Phyllis Taylor’s career at PCOM’s health-care centers as a hospice nurse and educator at the height of the AIDS epidemic helped me understand the incredible prejudice, pain and courage that her patients experienced. At the same time, I witnessed the unwavering dedication that my mother and the physicians and staff at PCOM displayed at the bedside as well as while marching on the streets with the advocacy group ACT-UP.

My mother would come home with stories of working at the side of osteopathic surgeons who performed lifesaving procedures on those with aggressive intestinal diseases that left some with ostomy bags, altering their way of life. And she explained how the team helped them regain dignity, comfort and acceptance.

I have a picture in my study of the April 1973 cover of Philadelphia Magazine titled “The New Therapy,” with the image of a serene nurse holding a dying woman in her arms. The nurse is my mother.

My mother’s hands guided her patients through the most profound of moments — a dignified death. Her hands have held countless grieving family members, physicians and caretakers. Those same hands also helped guide me.

Much has been written over the years, and again recently, about the similarities and differences between M.D.s and D.O.s. Both undergo rigorous study in the field of medicine. Graduates apply to and fulfill the same residencies and fellowships. In the United States, the same licensing boards give licenses to both types of doctor. They practice in all fields of medicine from pediatrics to neurosurgery.

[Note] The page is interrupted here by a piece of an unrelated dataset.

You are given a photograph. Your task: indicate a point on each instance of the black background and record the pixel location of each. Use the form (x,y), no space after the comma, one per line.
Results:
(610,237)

Along with my mother’s experiences, what drew me to osteopathic medicine was its emphasis on the mind-body-spirit connection and the body’s ability to heal itself in many situations. This holistic, hands-on approach, looking through a patient’s lens of their illness, cemented my calling. In 1992, I began a career that started in a small anatomy classroom on City Line Avenue, and with my head, hands, and heart, has allowed me to serve so many over the years and to share their stories, this one being the 79th to appear here in The Inquirer.

I stand on the shoulders of a century of osteopathic physicians who have served patients worldwide. I stand shoulder-to-shoulder with inspirational allopathic and osteopathic physicians, nurse practitioners, social workers, lawyers and staff in my practice at St. Chris. Together, we deliver holistic care to some of the most vulnerable children in our nation. This is my greatest joy. My greatest honor. Thanks, Mom.

Daniel Taylor is an associate professor of pediatrics at Drexel University College of Medicine and a pediatrician at St. Christopher’s Hospital for Children, as well as a member of The Inquirer’s Health Advisory Panel.